While solar panels should last 25 years or more, given that they have no mechanical parts to break down, issues can still arise from lead acid batteries not getting enough water, Zelaya said. A new battery costs $150, he said. Gel-based batteries are less likely to fail, but they are rare and cost $400.
That’s where capacity building comes in — if owners can maintain their systems, they’re less likely to break down. A panel must operate for four years to create the amount of energy it takes to build, which means it takes that long for the energy it produces to be considered clean, said Central American University professor Claudio Wheelock. That’s why maintenance is central to successful solar systems.
In the solar community in Sabana Grande, families can pay for battery repairs with their work credits. In López’s home, after she bought her solar panel with credits, the battery malfunctioned and the panel ran out of stored energy quickly. López went to the Solar Center and asked for help, and the problem was fixed within three days.

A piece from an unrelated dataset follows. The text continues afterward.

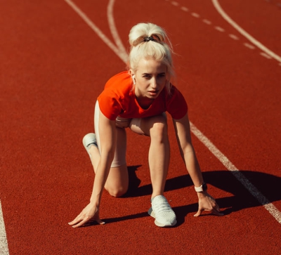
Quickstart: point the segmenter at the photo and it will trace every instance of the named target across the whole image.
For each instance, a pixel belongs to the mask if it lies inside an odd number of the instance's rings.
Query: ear
[[[135,74],[134,74],[134,72],[133,72],[133,70],[132,70],[131,69],[130,69],[130,70],[129,70],[129,73],[130,74],[130,75],[131,75],[131,78],[132,78],[133,84],[136,85],[136,78],[135,78]]]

Athough rural solar projects in Nicaragua face setbacks due to equipment failures, organizations that promote capacity building like Grupo Fénix are making strides. In Sabana Grande, solar energy is playing a key role in renewing life in this village once ravaged by civil war.
“I can’t say ‘I’m going to put in conventional (energy),’ because I don’t have money. It’s very difficult,” López said. “It would be good if, as it is with these people of vision, everyone thought the same way. And were we to have only clean energy, it would be very good.”